Ich könnte versuchen, herauszufinden, was der Mensch als guten Trost empfindet und ob der Mensch in dieser Situation getröstet werden möchte. Eine allgemein sinnvolle Frage kann sein: „Was täte Dir jetzt gut?“

Solche Absprachen könnten auch in Gruppen getroffen werden. Es könnte überlegt werden, ob in der Gruppe möglicherweise ein regelhaft wiederkehrender Austauschmoment oder Tagesordnungspunkt verabredet werden kann, bei dem sich über gegen sich selbst oder andere gerichtete trans*feindliche Aussagen geredet wird. Es könnte gesammelt werden, welche Wünsche die Gruppenmitglieder daran haben, darauf angesprochen zu werden. Zum Beispiel könnten die Beispiele schriftlich gesammelt und die beteiligten Akteur*innen könnten anonymisiert werden (sofern das möglich ist).
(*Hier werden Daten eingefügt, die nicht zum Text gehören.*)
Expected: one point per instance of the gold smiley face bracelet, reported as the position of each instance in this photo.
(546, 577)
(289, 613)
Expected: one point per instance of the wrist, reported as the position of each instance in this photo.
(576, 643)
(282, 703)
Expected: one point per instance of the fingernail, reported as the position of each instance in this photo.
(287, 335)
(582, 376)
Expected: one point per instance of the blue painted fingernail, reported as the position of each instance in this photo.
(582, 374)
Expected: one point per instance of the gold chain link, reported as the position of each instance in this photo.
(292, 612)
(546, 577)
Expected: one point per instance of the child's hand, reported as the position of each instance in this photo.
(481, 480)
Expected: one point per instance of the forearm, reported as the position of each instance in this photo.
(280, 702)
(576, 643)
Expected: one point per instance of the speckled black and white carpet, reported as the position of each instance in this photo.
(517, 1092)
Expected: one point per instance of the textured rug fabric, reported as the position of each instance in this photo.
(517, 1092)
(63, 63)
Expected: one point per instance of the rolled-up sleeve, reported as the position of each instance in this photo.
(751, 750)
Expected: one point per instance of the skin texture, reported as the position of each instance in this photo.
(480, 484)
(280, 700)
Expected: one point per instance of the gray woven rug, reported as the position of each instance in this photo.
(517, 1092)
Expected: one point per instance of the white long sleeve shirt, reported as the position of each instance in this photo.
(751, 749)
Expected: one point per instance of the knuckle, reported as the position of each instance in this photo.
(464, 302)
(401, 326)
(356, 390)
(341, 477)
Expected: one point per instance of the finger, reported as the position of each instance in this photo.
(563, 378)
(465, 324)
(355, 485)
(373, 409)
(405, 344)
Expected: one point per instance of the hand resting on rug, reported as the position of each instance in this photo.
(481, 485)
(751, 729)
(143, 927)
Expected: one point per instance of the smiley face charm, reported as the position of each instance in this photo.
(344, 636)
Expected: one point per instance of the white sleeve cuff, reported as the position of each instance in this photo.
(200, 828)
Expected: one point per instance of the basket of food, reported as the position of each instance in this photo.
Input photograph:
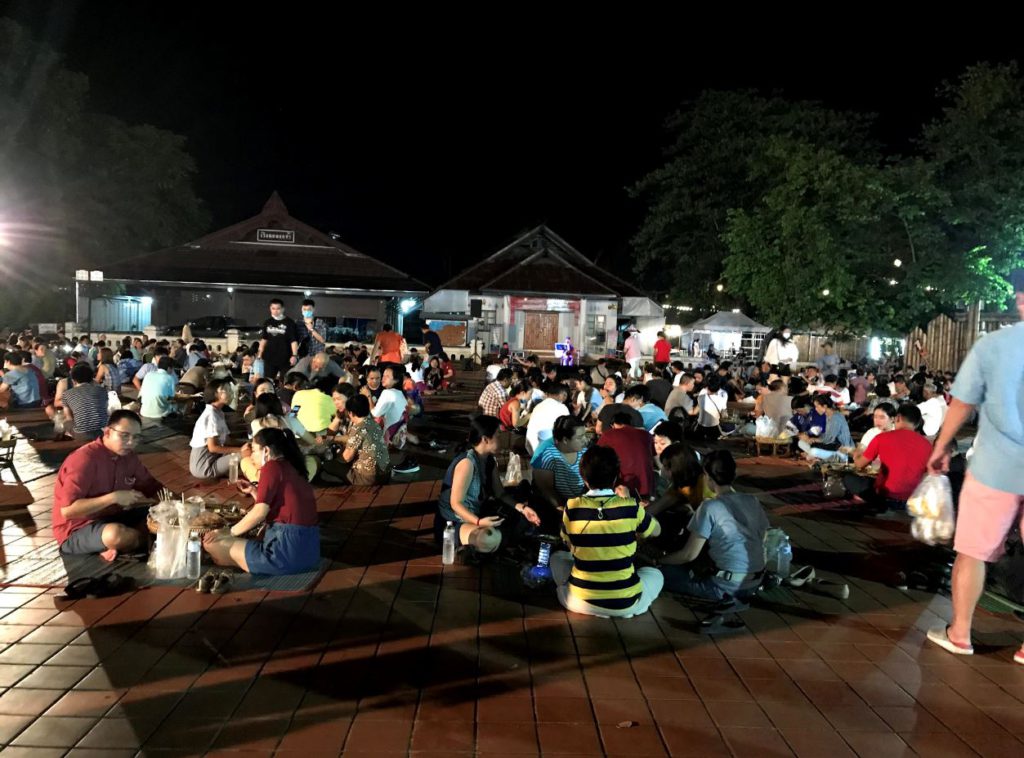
(207, 520)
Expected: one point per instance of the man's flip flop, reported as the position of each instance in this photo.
(940, 635)
(801, 577)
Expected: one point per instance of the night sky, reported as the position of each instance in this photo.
(429, 140)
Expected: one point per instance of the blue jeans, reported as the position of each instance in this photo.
(684, 581)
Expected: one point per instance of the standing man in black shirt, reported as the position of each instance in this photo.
(432, 341)
(279, 344)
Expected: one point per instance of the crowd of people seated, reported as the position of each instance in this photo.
(653, 419)
(279, 414)
(613, 454)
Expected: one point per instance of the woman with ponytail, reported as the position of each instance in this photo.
(285, 502)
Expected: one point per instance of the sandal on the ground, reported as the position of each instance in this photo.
(114, 584)
(839, 590)
(221, 584)
(80, 588)
(205, 583)
(940, 635)
(801, 577)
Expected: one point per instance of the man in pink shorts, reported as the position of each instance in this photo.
(991, 503)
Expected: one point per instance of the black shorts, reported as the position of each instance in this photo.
(89, 539)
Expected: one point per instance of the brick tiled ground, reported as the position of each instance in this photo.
(391, 654)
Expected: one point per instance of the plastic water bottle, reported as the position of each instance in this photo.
(193, 557)
(544, 554)
(784, 557)
(448, 554)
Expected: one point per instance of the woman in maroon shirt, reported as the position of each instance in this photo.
(285, 501)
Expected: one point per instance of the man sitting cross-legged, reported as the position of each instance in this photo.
(96, 489)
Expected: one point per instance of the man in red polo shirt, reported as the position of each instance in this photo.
(903, 454)
(663, 352)
(96, 488)
(636, 454)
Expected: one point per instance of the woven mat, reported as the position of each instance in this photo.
(45, 566)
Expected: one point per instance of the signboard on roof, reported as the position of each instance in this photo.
(285, 236)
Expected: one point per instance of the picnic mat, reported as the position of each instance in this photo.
(45, 566)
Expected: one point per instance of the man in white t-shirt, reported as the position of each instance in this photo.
(391, 405)
(542, 419)
(933, 411)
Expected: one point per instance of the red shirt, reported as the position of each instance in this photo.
(90, 471)
(390, 343)
(663, 351)
(636, 457)
(904, 457)
(289, 495)
(505, 414)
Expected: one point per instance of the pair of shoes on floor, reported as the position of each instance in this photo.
(216, 582)
(408, 465)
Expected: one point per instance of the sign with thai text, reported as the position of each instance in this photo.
(275, 236)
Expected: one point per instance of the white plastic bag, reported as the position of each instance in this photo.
(932, 508)
(168, 557)
(766, 427)
(513, 473)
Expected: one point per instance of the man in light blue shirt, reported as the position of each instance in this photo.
(158, 390)
(991, 382)
(638, 396)
(19, 388)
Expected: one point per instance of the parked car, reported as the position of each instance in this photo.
(215, 326)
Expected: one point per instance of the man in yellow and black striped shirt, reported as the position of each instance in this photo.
(598, 576)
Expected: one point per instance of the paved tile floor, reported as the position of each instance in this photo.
(392, 655)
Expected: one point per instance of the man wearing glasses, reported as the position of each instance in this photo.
(96, 493)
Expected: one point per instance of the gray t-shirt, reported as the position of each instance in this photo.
(992, 378)
(734, 525)
(608, 412)
(679, 398)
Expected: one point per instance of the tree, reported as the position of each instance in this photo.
(976, 154)
(708, 173)
(78, 188)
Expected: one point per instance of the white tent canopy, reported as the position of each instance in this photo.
(641, 306)
(727, 322)
(729, 333)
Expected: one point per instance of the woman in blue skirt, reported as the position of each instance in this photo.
(285, 502)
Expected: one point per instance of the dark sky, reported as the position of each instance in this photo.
(429, 140)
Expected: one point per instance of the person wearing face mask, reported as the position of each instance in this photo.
(210, 453)
(285, 502)
(279, 344)
(96, 490)
(781, 350)
(312, 332)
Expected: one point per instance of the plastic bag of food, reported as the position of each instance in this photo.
(932, 508)
(168, 557)
(513, 473)
(766, 427)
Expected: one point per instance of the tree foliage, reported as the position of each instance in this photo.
(807, 225)
(79, 188)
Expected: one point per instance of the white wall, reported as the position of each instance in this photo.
(448, 301)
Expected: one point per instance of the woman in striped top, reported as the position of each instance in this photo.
(84, 404)
(108, 374)
(556, 462)
(597, 576)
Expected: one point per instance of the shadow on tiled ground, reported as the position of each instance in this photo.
(391, 654)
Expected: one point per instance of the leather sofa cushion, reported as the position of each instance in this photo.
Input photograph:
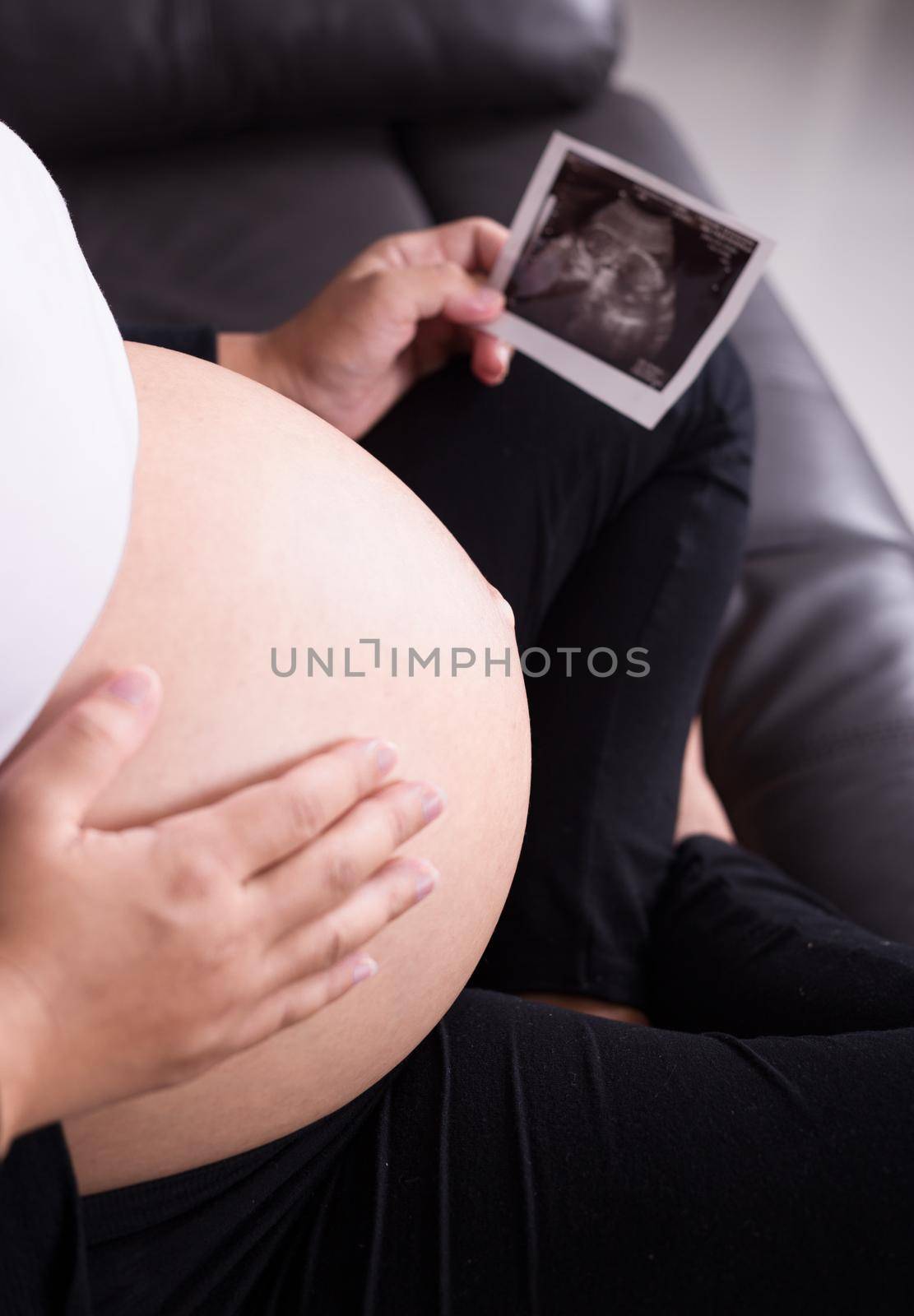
(94, 76)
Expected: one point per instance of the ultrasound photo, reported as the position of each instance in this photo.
(607, 265)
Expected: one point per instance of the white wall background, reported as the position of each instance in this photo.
(802, 114)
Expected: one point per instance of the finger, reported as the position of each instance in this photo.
(315, 948)
(344, 857)
(405, 296)
(72, 763)
(473, 243)
(490, 359)
(262, 824)
(300, 999)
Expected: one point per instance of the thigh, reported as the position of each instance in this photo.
(257, 526)
(527, 1158)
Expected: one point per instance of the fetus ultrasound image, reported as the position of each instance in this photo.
(624, 273)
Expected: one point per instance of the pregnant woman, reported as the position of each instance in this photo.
(420, 1147)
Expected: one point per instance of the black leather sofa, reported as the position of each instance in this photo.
(223, 161)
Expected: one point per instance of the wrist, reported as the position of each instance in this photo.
(20, 1031)
(263, 359)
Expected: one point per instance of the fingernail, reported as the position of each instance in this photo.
(133, 686)
(427, 881)
(385, 754)
(364, 969)
(432, 802)
(486, 300)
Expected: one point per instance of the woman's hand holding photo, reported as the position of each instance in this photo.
(397, 313)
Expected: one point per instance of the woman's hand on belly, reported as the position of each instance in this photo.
(138, 958)
(257, 526)
(396, 313)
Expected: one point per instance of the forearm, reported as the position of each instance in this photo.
(19, 1028)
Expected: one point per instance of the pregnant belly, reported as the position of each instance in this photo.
(258, 528)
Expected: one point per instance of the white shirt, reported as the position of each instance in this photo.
(67, 440)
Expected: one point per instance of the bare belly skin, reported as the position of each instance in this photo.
(257, 526)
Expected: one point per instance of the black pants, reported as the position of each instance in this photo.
(751, 1153)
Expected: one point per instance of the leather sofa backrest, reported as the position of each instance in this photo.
(92, 76)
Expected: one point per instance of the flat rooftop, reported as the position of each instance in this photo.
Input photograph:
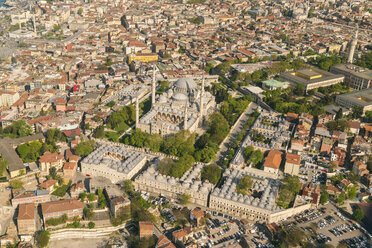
(361, 97)
(310, 76)
(355, 70)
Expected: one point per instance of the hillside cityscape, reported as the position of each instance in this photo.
(186, 123)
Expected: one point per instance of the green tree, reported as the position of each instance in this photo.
(245, 184)
(91, 225)
(110, 104)
(29, 152)
(100, 132)
(256, 157)
(218, 127)
(127, 187)
(358, 214)
(16, 184)
(53, 172)
(185, 199)
(85, 148)
(365, 60)
(341, 198)
(351, 192)
(17, 129)
(299, 90)
(88, 213)
(339, 114)
(248, 152)
(42, 238)
(3, 165)
(212, 173)
(357, 112)
(324, 196)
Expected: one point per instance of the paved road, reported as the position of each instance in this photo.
(224, 147)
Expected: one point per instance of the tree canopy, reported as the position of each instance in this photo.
(245, 184)
(17, 129)
(85, 148)
(122, 119)
(176, 168)
(358, 214)
(289, 187)
(212, 173)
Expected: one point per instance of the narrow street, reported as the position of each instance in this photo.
(224, 147)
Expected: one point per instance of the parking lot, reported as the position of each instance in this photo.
(328, 226)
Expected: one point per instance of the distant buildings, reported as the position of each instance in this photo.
(182, 107)
(56, 209)
(292, 164)
(256, 207)
(273, 161)
(146, 229)
(362, 98)
(311, 78)
(358, 77)
(114, 162)
(26, 219)
(35, 197)
(143, 57)
(154, 182)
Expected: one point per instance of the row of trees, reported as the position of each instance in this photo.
(177, 168)
(289, 187)
(16, 130)
(122, 119)
(253, 156)
(31, 151)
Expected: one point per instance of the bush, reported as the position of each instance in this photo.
(358, 214)
(85, 148)
(91, 225)
(42, 238)
(212, 173)
(57, 221)
(16, 184)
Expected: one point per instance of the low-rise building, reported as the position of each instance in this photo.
(48, 184)
(56, 209)
(26, 219)
(292, 164)
(146, 229)
(49, 160)
(273, 161)
(311, 78)
(196, 214)
(117, 204)
(153, 182)
(362, 98)
(35, 197)
(358, 77)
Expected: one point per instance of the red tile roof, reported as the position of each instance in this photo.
(61, 206)
(273, 159)
(26, 211)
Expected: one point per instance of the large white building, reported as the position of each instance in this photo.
(116, 163)
(182, 107)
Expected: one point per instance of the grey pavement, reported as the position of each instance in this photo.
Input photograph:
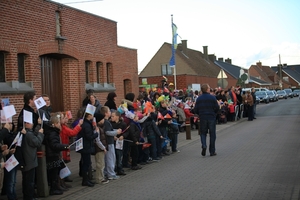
(256, 160)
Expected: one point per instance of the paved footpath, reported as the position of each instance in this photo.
(75, 157)
(256, 160)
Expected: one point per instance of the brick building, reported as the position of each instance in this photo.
(54, 49)
(192, 67)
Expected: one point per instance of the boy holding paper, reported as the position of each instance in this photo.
(110, 156)
(30, 144)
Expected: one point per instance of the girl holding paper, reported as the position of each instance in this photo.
(53, 152)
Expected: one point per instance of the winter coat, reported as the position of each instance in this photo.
(30, 143)
(65, 134)
(150, 129)
(88, 136)
(53, 143)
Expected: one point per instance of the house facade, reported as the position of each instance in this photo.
(54, 49)
(192, 68)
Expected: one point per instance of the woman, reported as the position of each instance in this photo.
(88, 136)
(94, 102)
(53, 152)
(111, 98)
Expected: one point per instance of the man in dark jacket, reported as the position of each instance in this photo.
(254, 102)
(207, 108)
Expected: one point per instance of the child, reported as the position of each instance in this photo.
(65, 134)
(101, 150)
(152, 132)
(110, 157)
(134, 135)
(174, 131)
(30, 143)
(117, 123)
(53, 152)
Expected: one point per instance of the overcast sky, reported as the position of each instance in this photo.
(247, 31)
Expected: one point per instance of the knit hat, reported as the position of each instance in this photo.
(98, 117)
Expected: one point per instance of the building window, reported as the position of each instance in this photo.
(109, 73)
(166, 69)
(2, 67)
(21, 67)
(87, 71)
(99, 66)
(58, 25)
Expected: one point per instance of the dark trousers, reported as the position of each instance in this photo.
(125, 153)
(86, 162)
(28, 184)
(119, 156)
(153, 150)
(10, 183)
(208, 126)
(134, 152)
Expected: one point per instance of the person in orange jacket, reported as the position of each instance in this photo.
(65, 134)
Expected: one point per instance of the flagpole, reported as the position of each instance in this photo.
(174, 71)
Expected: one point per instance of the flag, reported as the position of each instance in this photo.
(90, 109)
(159, 116)
(174, 44)
(39, 103)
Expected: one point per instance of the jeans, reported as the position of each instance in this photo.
(110, 161)
(153, 150)
(119, 156)
(10, 183)
(164, 133)
(174, 142)
(208, 126)
(125, 154)
(28, 184)
(86, 162)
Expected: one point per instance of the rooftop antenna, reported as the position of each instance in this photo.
(82, 1)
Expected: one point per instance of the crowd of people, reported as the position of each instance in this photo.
(128, 134)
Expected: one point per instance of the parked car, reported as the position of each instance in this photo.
(277, 98)
(282, 94)
(263, 96)
(257, 100)
(289, 92)
(271, 95)
(296, 92)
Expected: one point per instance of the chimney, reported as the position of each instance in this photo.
(279, 71)
(212, 57)
(205, 52)
(184, 46)
(258, 64)
(228, 60)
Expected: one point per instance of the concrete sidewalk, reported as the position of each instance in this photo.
(75, 157)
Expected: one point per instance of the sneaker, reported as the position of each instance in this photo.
(104, 181)
(115, 177)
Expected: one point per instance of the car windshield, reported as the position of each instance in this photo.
(280, 92)
(260, 93)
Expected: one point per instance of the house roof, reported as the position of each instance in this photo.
(292, 70)
(233, 70)
(259, 81)
(263, 72)
(191, 62)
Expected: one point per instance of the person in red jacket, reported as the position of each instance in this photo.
(65, 134)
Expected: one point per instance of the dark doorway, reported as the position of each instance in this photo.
(51, 69)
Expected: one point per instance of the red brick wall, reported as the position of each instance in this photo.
(29, 26)
(183, 81)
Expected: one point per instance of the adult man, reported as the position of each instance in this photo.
(207, 107)
(254, 101)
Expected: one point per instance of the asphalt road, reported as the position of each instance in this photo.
(256, 160)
Cis Menschen können trans* Menschen unterstützen

Als cis Mensch habe ich die Möglichkeit, verinnerlichte Trans*-Feindlichkeit zu erkennen. Dafür muss ich erst etwas über Trans*-Feindlichkeit lernen. Ich kann mit Mitgefühl und Empathie auf selbstabwertende Äußerungen reagieren und muss sie nicht unkommentiert stehen lassen. Mit Menschen oder in Gruppen, die ich besser kenne, kann ich Absprachen darüber treffen, wie dieses Kommentieren gut ablaufen kann und in welcher Form es erwünscht ist. Damit kann ich als cis Mensch ein Stück dazu beitragen, trans* Menschen bei der Bewältigung ihrer verinnerlichten Trans*-Feindlichkeit zu unterstützen.

Anmerkungen:

Dieser Artikel basiert auf einem wissenschaftlichen Überblicksartikel, den ich 2021 veröffentlicht habe. Mein Überblicksartikel hat folgende Literaturangabe: Hornstein, René_ Rain (2021): Giftkunde der internalisierten trans* Unterdrückung: Zum Stand der Forschung und den Möglichkeiten einer solidarischen trans* Psychologie. In Esto Mader, Joris A. Gregor, Robin K. Saalfeld, René_ Rain Hornstein, Paulena Müller, Marie C. Grasmeier, Toni Schadow (Hg.): Trans* und Inter*Studien – Aktuelle Forschungsbeiträge aus dem deutschsprachigen Raum. Münster: Verlag Westfälisches Dampfboot.

Brené Browns Buch von 2021, in dem Mitgefühl und Empathie besprochen werden, hat den Titel „Atlas of the Heart“

[1]Das wird tatsächlich so gemacht: Gas zum Kochen ist an sich geruchlos, wird aber aus Sicherheitsgründen mit einem Geruch versetzt, damit es bemerkt wird, wenn es ungewollt ausströmt.